Having shown statistically that the isolates possessing both twitching and swimming motility produced greater biofilm biomass we set out to investigate the architecture of biofilms produced by members of this group. We gfp tagged 5 isolates exhibiting different motility/biofilm biomass combinations: 17 and 40 (twitch⁺, swim⁺, biofilm⁺⁺⁺), 41 (twitch^-, swim⁺, biofilm⁺), 55 and 80 (twitch^-, swim^-, biofilm⁺). The resulting gfp-tagged isolates had growth rates identical to those of the parental strains (data not shown). P. aeruginosa ATCC15442 was used as a control to ensure that reactor did not influence biofilm morphology and following staining with Syto9 and propidium iodide, characteristic mushroom-shaped biofilms of P. aeruginosa ATCC15442 were observed in a number of different reactors. Spatial biofilm distribution in the tagged strains was measured over time in a glass capillary flow reactor and images were acquired with CLSM at regular 12 h intervals at random positions in the flow chambers. Visual inspection revealed that the biofilm architecture of the P. aeruginosa CF isolates was significantly different from that of the ATCC control strain (Fig. 3). Among the isolates tested, 17, 40 and 41 gave biofilm growth while isolates 55 and 80 did not attach to the glass capillary. Isolates were observed as microcolonies on day 1 and formed a biofilm within 48 h of inoculation. They continued to grow until the 7^th day with a maximum thickness of 75 μm for isolates 17 and 40 and 145 μm for isolate 41. Isolate 17 formed a mushroom-shaped biofilm that appeared after 48 h of growth, while isolate 40 formed a flat biofilm with small hilly structures spatially distributed. The biofilm formed by isolate 41, was flat and was the thickest among the isolates. Although stains 55 and 80 showed weak attachment to microtitre dish wells, other than a transient superficial attachment at seven hours no attachment was observed from 12 hours onward in the glass capillary flow reactor. We observed that cell attachment proceeding to biofilm formation was dependent upon the attachment substrate.
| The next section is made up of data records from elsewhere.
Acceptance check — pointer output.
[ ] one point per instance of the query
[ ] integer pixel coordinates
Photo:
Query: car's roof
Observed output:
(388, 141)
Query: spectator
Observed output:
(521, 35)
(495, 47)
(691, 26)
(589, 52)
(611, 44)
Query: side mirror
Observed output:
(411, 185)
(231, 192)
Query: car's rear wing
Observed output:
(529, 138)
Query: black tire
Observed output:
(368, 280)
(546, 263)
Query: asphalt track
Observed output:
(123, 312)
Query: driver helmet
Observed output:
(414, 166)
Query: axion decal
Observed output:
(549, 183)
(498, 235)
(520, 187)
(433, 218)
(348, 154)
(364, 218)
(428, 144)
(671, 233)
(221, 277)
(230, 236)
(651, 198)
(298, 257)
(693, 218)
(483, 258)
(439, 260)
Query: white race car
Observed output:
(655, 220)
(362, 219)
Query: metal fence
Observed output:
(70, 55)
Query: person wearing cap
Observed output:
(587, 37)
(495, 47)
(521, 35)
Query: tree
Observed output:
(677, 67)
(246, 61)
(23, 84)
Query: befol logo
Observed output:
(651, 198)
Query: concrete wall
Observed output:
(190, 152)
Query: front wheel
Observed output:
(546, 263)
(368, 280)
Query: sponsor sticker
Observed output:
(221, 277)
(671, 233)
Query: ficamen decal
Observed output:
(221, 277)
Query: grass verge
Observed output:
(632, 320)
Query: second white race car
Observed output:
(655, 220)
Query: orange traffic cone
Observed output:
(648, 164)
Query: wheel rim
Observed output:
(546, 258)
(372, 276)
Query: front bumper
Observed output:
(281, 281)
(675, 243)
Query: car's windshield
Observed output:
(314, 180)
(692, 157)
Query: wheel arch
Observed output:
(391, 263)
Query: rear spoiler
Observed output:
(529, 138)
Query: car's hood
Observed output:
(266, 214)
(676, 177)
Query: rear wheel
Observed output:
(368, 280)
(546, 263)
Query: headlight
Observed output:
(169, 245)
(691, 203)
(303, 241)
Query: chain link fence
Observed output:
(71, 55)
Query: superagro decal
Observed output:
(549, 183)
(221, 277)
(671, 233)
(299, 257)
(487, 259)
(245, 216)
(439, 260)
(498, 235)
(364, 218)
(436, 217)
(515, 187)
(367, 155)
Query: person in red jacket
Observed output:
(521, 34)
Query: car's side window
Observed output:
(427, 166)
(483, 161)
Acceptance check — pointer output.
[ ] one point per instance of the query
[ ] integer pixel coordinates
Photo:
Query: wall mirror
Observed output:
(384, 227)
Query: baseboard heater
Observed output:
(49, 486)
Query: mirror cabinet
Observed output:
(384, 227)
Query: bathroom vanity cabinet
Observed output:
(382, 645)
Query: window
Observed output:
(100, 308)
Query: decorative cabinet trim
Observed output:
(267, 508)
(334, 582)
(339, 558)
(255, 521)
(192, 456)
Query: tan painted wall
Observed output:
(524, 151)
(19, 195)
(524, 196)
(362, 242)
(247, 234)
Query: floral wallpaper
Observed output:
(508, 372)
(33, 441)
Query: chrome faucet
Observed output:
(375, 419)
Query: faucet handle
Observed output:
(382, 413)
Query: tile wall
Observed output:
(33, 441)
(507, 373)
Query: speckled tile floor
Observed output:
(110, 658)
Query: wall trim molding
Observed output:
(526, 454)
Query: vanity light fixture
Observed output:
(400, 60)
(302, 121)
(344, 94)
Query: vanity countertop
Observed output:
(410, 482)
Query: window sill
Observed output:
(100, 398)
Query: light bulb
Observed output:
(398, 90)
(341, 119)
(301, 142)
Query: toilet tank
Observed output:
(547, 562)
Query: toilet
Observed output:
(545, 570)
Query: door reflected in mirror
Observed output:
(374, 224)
Entrapment of non-biofilm forming P. aeruginosa isolates by an already established biofilm

We wished to test the hypothesis that the diversity of isolates derived from clinical samples is due to non-biofilm producing isolates interacting with biofilm producers. Glass capillary flow reactors were inoculated with the GFP-P. aeruginosa 17 isolate and the biofilm formation was followed with CLSM. Following 48 h growth, the capillary reactor was inoculated with isolate 80 and the flow was stopped for 3 h to allow attachment. The bacterial biofilms were stained with rhodamine B (reference colour) and observed with CLSM 24 h after inoculation with isolate 80 (Fig. 4). Isolate gfp-17 was identified by green fluorescence due to the production of GFP, and isolate 80 was identified by rhodamine B. The excitation and emission wavelengths were distant between the fluorophores and did not overlap. Isolate gfp-17 established a green lawn that colonised the reactor surface, while isolate 80 was observed as spatially distributed red cell clumps within the established biofilm. Furthermore, cross sectional analysis of the biofilm (Fig. 5) showed that isolate 80 was not only attached to the surface of the isolate 17 biofilm, but that the cells were incorporated into the three dimensional structure of the established biofilm, suggesting that isolate 80 was able to migrate into the established biofim despite its lack of twitching and swimming motility.